Es por eso que el ex funcionario advierte que es altamente posible que haya que cambiar todos los números de seguridad social de Estados Unidos, ya que si la información cae en manos inadecuadas podría desencadenar una serie de fraudes y abusos de por vida.

¿Por qué se filtraron los datos?
Según una denuncia presentada ante la Oficina del Asesor Especial de los Estados Unidos, funcionarios vinculados a DOGE habrían creado una “copia en vivo” de los registros del Seguro Social en un entorno de nube separado, fuera de los controles tradicionales del sistema federal. La presentación fue canalizada a través del Proyecto sobre Supervisión Gubernamental (POGO).
Esto implica que información sensible fue duplicada en servidores distintos a los habituales. Una copia en vivo se actualiza en tiempo real, lo que eleva la preocupación si los mecanismos de auditoría no son equivalentes. Hasta ahora, no hay confirmación oficial de que haya existido una filtración o uso indebido de los datos.

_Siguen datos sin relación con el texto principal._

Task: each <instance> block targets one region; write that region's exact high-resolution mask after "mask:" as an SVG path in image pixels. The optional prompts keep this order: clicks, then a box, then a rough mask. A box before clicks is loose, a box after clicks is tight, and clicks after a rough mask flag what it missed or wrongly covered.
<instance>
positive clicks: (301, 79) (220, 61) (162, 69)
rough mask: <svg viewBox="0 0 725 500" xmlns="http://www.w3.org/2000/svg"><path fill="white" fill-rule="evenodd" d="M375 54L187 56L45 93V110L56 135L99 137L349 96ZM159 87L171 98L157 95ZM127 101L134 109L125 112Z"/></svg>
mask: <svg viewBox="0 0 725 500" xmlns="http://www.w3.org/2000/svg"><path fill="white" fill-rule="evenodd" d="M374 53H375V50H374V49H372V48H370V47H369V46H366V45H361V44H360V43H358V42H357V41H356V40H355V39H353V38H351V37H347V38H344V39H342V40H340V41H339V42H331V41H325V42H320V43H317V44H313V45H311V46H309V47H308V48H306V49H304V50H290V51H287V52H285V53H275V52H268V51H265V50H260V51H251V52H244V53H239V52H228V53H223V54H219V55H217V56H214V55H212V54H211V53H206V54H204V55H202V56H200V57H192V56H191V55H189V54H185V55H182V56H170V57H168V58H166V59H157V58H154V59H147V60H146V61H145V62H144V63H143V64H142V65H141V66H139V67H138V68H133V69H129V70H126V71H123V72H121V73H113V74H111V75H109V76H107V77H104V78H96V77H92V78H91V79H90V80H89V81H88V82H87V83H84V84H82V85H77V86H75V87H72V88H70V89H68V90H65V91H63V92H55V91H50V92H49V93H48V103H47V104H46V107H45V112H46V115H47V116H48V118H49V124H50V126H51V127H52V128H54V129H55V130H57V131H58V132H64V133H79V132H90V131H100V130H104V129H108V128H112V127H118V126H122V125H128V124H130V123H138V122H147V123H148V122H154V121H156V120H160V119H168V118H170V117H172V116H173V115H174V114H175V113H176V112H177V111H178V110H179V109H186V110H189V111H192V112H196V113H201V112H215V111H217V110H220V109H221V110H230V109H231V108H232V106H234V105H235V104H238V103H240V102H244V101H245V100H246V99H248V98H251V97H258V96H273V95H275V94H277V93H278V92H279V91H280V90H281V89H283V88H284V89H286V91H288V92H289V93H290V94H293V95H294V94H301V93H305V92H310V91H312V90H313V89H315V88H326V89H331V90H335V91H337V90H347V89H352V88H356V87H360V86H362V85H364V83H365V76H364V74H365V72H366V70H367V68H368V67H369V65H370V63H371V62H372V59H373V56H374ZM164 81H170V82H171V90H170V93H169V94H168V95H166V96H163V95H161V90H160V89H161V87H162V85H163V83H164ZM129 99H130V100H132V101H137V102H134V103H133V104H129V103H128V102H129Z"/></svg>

¿Qué tipo de información quedó expuesta?
Según la denuncia, se pueden haber filtrado este tipo de información:
- Números de Seguro Social
- Historiales laborales
- Datos personales identificatorios (nombre, fecha de nacimiento, dirección)
- Registros vinculados a beneficios federales, incluidos pagos por jubilación o discapacidad.
¿Qué significa para el ciudadano común?
Según lo que se sabe por la denuncia, esto no implica automáticamente que su número de Seguro Social haya sido robado, ya que no existe confirmación oficial de una filtración masiva. Sin embargo, si se comprobara que datos sensibles fueron copiados sin los controles adecuados, aumentaría el riesgo potencial de fraude de identidad, apertura de cuentas falsas, solicitudes indebidas de crédito o intentos de estafas dirigidas.

La reacción del gobierno
El gobierno ha dado respuestas públicas contradictorias sobre las acusaciones. Por un lado, la SSA afirmó en cartas a legisladores que su base de datos principal de números de Seguro Social no había sido hackeada, filtrada ni accedida de forma no autorizada, negando la versión más alarmista de la denuncia.
Sin embargo, presentaciones judiciales y documentos relacionados con el caso reconocen que personal técnico accedió a sistemas y datos sin la autorización adecuada y que se compartieron registros personales con servicios externos en violación de las políticas internas, lo que complicó las garantías iniciales de seguridad.
Además, legisladores y grupos de defensa reclamaron investigaciones más profundas que rindan cuentas, mientras expertos recomiendan medidas de protección de identidad para ciudadanos.